The building suffered notable damage in the 2010 Canterbury earthquake, losing windows (particularly on the upper floors) as well as the spalling of large pieces of concrete from the outer columns and frame. Occupants were forced to vacate the building owing to safety concerns. A barricade was put around the tower for fears that more concrete could loosen and fall onto pedestrians. A report conducted by Holmes Consulting found that the building has suffered damage to the lower-level shear walls, floor slabs, and damage to the external columns and top-floor glazing.

Repairs to the building were attempted in 2010 and the tower had survived subsequent aftershocks, but it was further damaged in the 2011 Christchurch earthquake and stranded within the central area of the red zone cordon, in close proximity to other dangerous structures including the Grand Chancellor Hotel.

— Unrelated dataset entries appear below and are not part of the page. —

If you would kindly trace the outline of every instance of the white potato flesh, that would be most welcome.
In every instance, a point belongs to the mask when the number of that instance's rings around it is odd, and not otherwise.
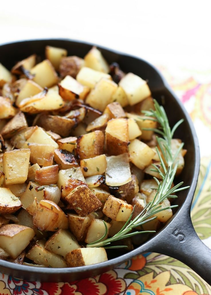
[[[94,46],[84,56],[84,66],[99,72],[108,73],[109,66],[101,53]]]
[[[112,102],[112,96],[117,87],[117,85],[114,82],[102,78],[88,95],[86,103],[103,112],[107,105]]]
[[[49,60],[56,71],[59,69],[59,65],[62,58],[66,56],[67,51],[63,48],[52,46],[45,47],[45,56]]]
[[[68,253],[66,260],[68,266],[71,267],[99,263],[108,258],[104,248],[81,248]]]
[[[65,187],[68,180],[71,177],[85,182],[85,178],[80,167],[74,167],[65,170],[60,170],[59,172],[59,178],[57,183],[57,186],[60,189],[62,189],[62,187],[63,189]]]
[[[16,258],[29,244],[35,235],[30,227],[7,224],[0,228],[0,247]]]
[[[6,185],[23,183],[27,179],[30,150],[14,150],[3,155],[3,164]]]
[[[87,67],[83,67],[77,75],[76,80],[82,85],[92,89],[103,78],[112,80],[111,77],[108,74],[96,71]]]
[[[15,212],[22,206],[18,198],[9,189],[0,187],[0,214],[9,214]]]
[[[51,87],[57,82],[56,73],[48,60],[45,60],[36,65],[30,72],[32,75],[35,75],[33,80],[43,88]]]
[[[60,255],[57,255],[45,249],[45,241],[37,241],[29,250],[26,257],[38,264],[55,268],[66,267],[65,261]]]
[[[132,73],[128,73],[121,80],[119,85],[125,92],[129,103],[133,106],[151,95],[146,82]]]
[[[15,104],[18,106],[23,99],[38,94],[43,91],[43,90],[42,87],[34,81],[28,80],[19,92],[15,101]]]
[[[150,163],[155,154],[145,143],[136,139],[129,145],[129,151],[131,161],[142,170]]]
[[[108,232],[102,240],[108,237],[111,225],[108,222],[105,222],[108,229]],[[94,219],[92,220],[88,229],[85,242],[89,244],[96,242],[102,238],[105,232],[105,227],[102,219]]]
[[[132,180],[129,158],[126,153],[106,157],[105,182],[112,186],[122,185]]]
[[[60,230],[52,236],[45,244],[46,249],[65,257],[68,252],[81,248],[76,237],[66,230]]]

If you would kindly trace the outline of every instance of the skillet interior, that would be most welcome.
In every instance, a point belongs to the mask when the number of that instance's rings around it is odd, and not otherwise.
[[[0,46],[0,62],[10,69],[17,62],[33,53],[35,53],[44,58],[45,47],[47,45],[65,48],[68,50],[68,55],[76,55],[82,57],[92,46],[88,43],[64,40],[30,40],[10,43]],[[194,191],[196,185],[195,179],[193,183],[193,180],[194,178],[196,178],[196,175],[197,177],[199,156],[198,151],[196,147],[195,132],[192,129],[190,119],[181,104],[169,90],[168,86],[166,86],[165,81],[153,66],[141,59],[102,48],[100,46],[98,47],[100,49],[109,63],[117,62],[124,71],[127,72],[131,72],[148,81],[153,97],[160,104],[164,102],[164,106],[172,127],[180,119],[184,118],[185,119],[184,122],[176,131],[174,137],[182,140],[185,143],[184,148],[188,150],[188,152],[185,158],[184,168],[175,182],[179,182],[182,180],[186,186],[190,186],[192,183],[192,190],[189,193],[187,191],[185,191],[178,194],[179,197],[174,203],[178,205],[178,207],[175,210],[173,217],[168,223],[173,222],[174,216],[185,202],[187,206],[187,214],[189,214],[193,197],[193,193],[192,192]],[[197,158],[199,158],[198,163],[196,161],[196,159]],[[159,232],[163,230],[160,230],[156,235],[159,236]],[[150,249],[151,241],[152,241],[153,242],[153,240],[152,236],[148,241],[133,251],[107,262],[88,266],[60,269],[38,269],[16,265],[1,260],[0,260],[0,266],[1,266],[1,271],[20,278],[45,281],[69,281],[96,275],[111,269],[138,253]],[[111,256],[115,256],[114,251],[112,251]]]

In 2012, an inquiry conducted as part of the Canterbury Earthquake Royal Commission found that there had been continued damage to the shear walls caused by inelastic deformation of the shear core, likely exacerbated by an impact between the tower and the podium structure which caused additional damage.

Due to a number of major repair requirements needed to meet structural and seismic standards and fix the exterior and interior damage, and with the building having already reached nearly 50% of its design life, it was marked for demolition.

During the middle of May in 2012, demolition work began on the property. It took just over six months to complete. UK-based company, McGee Group, spent an estimated $120,000 importing a German-made excavator dubbed the 'Goliath' to help demolish the building. It had previously been used in the demolition of the old Wembley Stadium.

The former site of the Westpac Canterbury Centre was used to extend the retail space of The Crossing, a retail and office complex built after the earthquakes. As of 2024, the site has a 3-storey office building named ASB House, home to the regional center of ASB Bank.